We received the following from E. B. Good, Manchester, York County, Pa , on August 5th: " I send to-day by mail a few specimens of a plum originating in York County, Pa., some twenty odd years, from a seed of Greengage. The tree is enormously prolific and a vigorous grower. The specimens are of medium size, specimens having been raised to weigh four ounces. Give your opinion of the plum through the Gardeners' Monthly. There is something in this plum. Further particulars if wanted".

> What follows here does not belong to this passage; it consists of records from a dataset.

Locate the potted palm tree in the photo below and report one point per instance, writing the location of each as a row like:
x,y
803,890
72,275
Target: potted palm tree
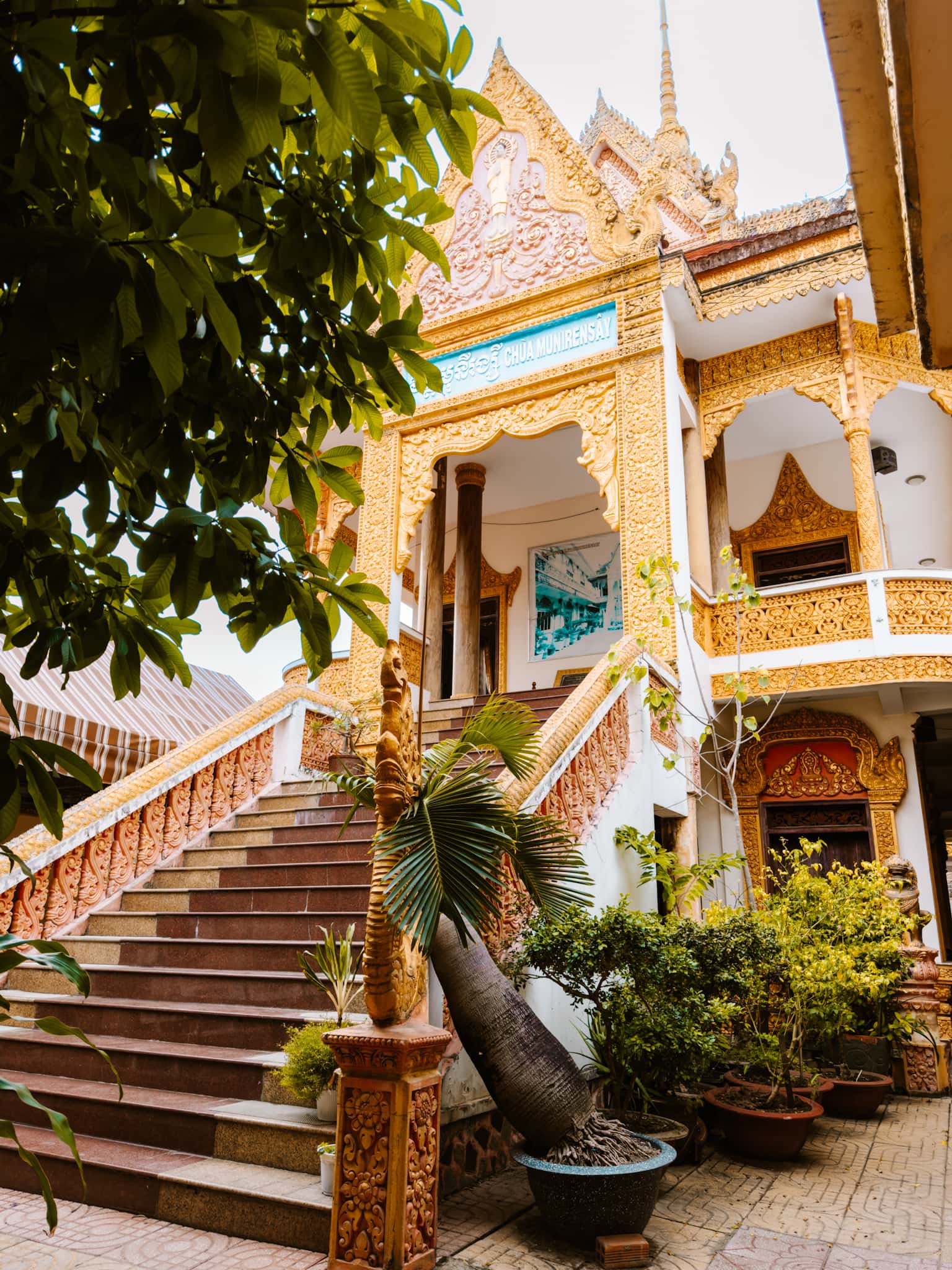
x,y
454,856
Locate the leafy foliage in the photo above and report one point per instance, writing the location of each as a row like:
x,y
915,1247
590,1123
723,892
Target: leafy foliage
x,y
681,884
309,1062
655,1005
456,846
205,216
15,951
335,969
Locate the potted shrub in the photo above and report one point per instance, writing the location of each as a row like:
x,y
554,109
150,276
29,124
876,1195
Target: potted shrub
x,y
328,1153
335,973
850,951
451,860
310,1067
659,996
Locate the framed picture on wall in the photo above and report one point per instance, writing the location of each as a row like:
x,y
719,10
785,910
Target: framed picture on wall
x,y
575,597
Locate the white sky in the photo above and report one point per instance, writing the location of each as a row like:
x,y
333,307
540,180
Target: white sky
x,y
753,73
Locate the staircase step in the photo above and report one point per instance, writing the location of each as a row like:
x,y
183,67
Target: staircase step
x,y
280,990
332,873
252,900
157,1065
300,928
259,1028
250,1202
234,953
248,1130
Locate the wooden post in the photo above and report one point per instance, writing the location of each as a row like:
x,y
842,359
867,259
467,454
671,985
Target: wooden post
x,y
696,497
386,1168
434,536
470,483
718,518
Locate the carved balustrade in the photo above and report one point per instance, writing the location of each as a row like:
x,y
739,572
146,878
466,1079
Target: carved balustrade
x,y
123,832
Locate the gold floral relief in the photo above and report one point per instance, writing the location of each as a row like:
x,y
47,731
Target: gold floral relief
x,y
919,606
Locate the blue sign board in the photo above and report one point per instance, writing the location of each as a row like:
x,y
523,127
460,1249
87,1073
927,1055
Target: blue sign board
x,y
524,352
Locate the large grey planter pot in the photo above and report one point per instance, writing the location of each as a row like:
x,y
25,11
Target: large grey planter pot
x,y
579,1203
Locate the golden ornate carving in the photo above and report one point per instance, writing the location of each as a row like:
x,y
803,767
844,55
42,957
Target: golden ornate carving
x,y
570,182
810,775
30,905
412,655
64,887
795,516
394,973
644,481
880,773
223,784
588,404
122,866
151,835
362,1186
94,876
420,1233
791,620
862,672
919,606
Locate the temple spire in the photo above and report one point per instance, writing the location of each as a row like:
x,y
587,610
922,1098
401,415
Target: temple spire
x,y
669,104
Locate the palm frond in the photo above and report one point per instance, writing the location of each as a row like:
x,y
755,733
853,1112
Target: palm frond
x,y
358,785
509,728
446,854
547,860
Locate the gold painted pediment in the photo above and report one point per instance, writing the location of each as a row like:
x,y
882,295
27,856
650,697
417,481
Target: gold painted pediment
x,y
534,211
796,515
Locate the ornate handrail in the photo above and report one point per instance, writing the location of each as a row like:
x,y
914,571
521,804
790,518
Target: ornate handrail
x,y
125,831
584,745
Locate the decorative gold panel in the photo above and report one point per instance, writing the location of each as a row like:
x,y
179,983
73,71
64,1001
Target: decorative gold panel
x,y
792,620
862,672
796,516
919,606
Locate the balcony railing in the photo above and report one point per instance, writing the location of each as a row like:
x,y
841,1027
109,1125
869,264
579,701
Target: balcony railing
x,y
858,607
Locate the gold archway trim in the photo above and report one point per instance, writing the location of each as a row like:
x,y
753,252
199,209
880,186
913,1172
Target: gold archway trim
x,y
796,515
881,771
592,406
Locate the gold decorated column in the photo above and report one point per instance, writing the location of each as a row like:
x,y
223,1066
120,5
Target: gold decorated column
x,y
470,483
376,538
856,430
386,1169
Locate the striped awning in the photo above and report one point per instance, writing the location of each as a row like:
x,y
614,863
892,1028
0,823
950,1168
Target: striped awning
x,y
117,737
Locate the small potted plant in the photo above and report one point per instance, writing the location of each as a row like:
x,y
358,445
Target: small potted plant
x,y
310,1068
328,1153
334,969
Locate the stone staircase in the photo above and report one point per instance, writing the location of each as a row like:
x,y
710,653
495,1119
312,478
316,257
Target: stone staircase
x,y
195,982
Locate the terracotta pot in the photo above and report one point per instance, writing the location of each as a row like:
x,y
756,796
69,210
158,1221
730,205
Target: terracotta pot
x,y
803,1091
858,1100
764,1134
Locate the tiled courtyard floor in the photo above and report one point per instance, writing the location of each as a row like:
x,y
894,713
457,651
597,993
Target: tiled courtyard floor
x,y
863,1196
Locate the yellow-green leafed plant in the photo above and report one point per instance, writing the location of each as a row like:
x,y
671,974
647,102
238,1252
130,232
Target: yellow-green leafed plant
x,y
309,1062
337,969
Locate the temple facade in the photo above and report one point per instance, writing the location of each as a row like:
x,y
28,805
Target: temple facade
x,y
631,368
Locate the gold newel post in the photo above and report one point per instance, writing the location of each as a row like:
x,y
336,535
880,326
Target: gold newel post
x,y
387,1141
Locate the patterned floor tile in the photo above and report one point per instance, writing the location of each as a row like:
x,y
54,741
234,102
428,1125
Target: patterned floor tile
x,y
753,1249
870,1259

Some wise pomologist has written that he who names another fruit without being able to show that it is better than the thousands already existing, is an enemy of mankind. As we have always had a great fear of the enemy of mankind, we have not been over-anxious to have the Gardeners' Monthly often in the ranks of new fruit mongers. In the present instance we venture there, believing this plum is a valuable addition to the list. In comparing it with the first-class varieties to which it is related, one would look for Duane's Purple, Nectarine, the Purple Favorite or the Goliath, from all of which it differs, either in size, form, quality, or season of maturity.

The Lovett Plum 10

It is very large: 2 1/4 oz. and measuring 5 1/2 inches in circumference. The form is roundish oval, with a very light suture, with the slender, usually-curved stem, about one inch long, set in a very shallow basin; color, dark red, with very numerous, almost invisible, yellow dots, - the whole covered with a deep, purple bloom. Flesh yellowish, rather firm, adhering but slightly to the stone, sweet, but not cloying. Season at York, Pa., 1st of August.